Developing a Customizable Whole Beef Cattle Herd Genetic Selection Tool

Project Title

Development and Demonstration of a Genomics-Enhanced Whole Herd Genetic Management Platform to improve Beef Production Efficiency and Quality

Researchers

Changxi Li, AAFC [email protected]

John Basarab (project co-lead), University of Alberta Graham Plastow, University of Alberta Paul Stothard, University of Alberta Carolyn Fitzsimmons, AAFC Arun Kommadath, AAFC Mohammad Khakbazan, AAFC Ghader Manafiazar, Dalhousie University Matthew Spangler, University of Nebraska-Lincoln, USA

Status Project Code
Completed August, 2024 FDE.05.20

Background

Constant improvement on beef production efficiency and quality is essential to reducing production costs, increasing profitability, and thus enhancing competitiveness of the beef industry. One way to do this is through genetic selection. However, the commercial beef industry in Canada is varied by location and management type, meaning there is no one size fits all selection goal to maximize on-farm success. Additionally, there are also relatively few tools for commercial beef producers to use to enhance genetic selection meaning there is a need for tools that allow specific customizations to reflect the regional realities and goals of individual operations.

Objectives

  • To further develop a web-based genomics-enhanced whole herd genetic management platform for producers to access customizable genetic data and selection tools

What they Did

Genetic tools were developed and refined to predict genetic merit (EPDs) on growth, feed intake, feed efficiency, carcass merit, and female fertility traits using genetic samples from 11, 292 animals collected from previous research. These predictions were based solely on DNA marker genotypes, achieving moderate to moderately high accuracy on commercial beef cattle. They were also able to use the tools to reliably predict the breed composition, hybrid vigor, multiple trait selection indexes, and genetic potential of candidate bulls producing hybrid vigor in the herd. Finally, the team built a web-based genomics-enhanced whole herd genetic management platform has been created to integrate producer-submitted animal information with the genomic analysis pipeline.

What You Learned

  • To ensure the genomic predications of any tool are reliable and can have industry application, the size of the reference populations and quality of both physical expression and genetics data are essential. Although the prediction platform developed through this project provides a useful tool for Canadian beef industry to improve herd genetics, there is still a need for researchers and genetic evaluation organizations to continuously collect and update the data to improve accuracy and reliability
  • Advanced genomic prediction methods including multi-trait Genomic Best Linear Unbiased Prediction (GBLUP) and machine learning have the potential to improve genomic prediction for some traits.

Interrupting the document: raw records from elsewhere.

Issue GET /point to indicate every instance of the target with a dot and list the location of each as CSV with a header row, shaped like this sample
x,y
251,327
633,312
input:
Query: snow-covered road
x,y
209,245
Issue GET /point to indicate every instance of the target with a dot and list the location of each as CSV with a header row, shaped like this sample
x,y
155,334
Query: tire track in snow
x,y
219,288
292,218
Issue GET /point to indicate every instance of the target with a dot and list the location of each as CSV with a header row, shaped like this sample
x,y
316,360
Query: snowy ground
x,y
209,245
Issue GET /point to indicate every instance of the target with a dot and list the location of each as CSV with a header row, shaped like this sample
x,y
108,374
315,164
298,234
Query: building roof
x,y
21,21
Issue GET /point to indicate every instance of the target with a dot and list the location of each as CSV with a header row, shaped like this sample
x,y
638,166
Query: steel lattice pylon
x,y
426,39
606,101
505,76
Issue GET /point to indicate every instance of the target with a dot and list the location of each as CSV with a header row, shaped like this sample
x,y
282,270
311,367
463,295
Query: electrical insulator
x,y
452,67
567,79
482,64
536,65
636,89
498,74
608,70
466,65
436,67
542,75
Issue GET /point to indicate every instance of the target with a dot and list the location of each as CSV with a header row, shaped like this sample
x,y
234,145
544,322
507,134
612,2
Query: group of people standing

However, in consideration of feasibility and consistency across traits, along with computational requirements, the single trait GBLUP remains an appropriate genomic prediction method in beef cattle at this time
  • Having intuitive tools that can guide producer decisions specifically regarding genetics management also has the potential to introduce and show value of other genomic tools to producers
  • The team was also able to validate the economic benefits of the platform

What This Means

The platform created through this project allows beef producers to access the genomic tools easily and has been utilized by 88 producers over the course of this project accounting for over 10,000 cattle. The economic benefits of implementing these genomic tools have been validated by collaborative projects using independent industry beef cattle data, demonstrating that the platform enables commercial beef producers to select and breed beef cattle with their available genetic information to improve production efficiency and quality.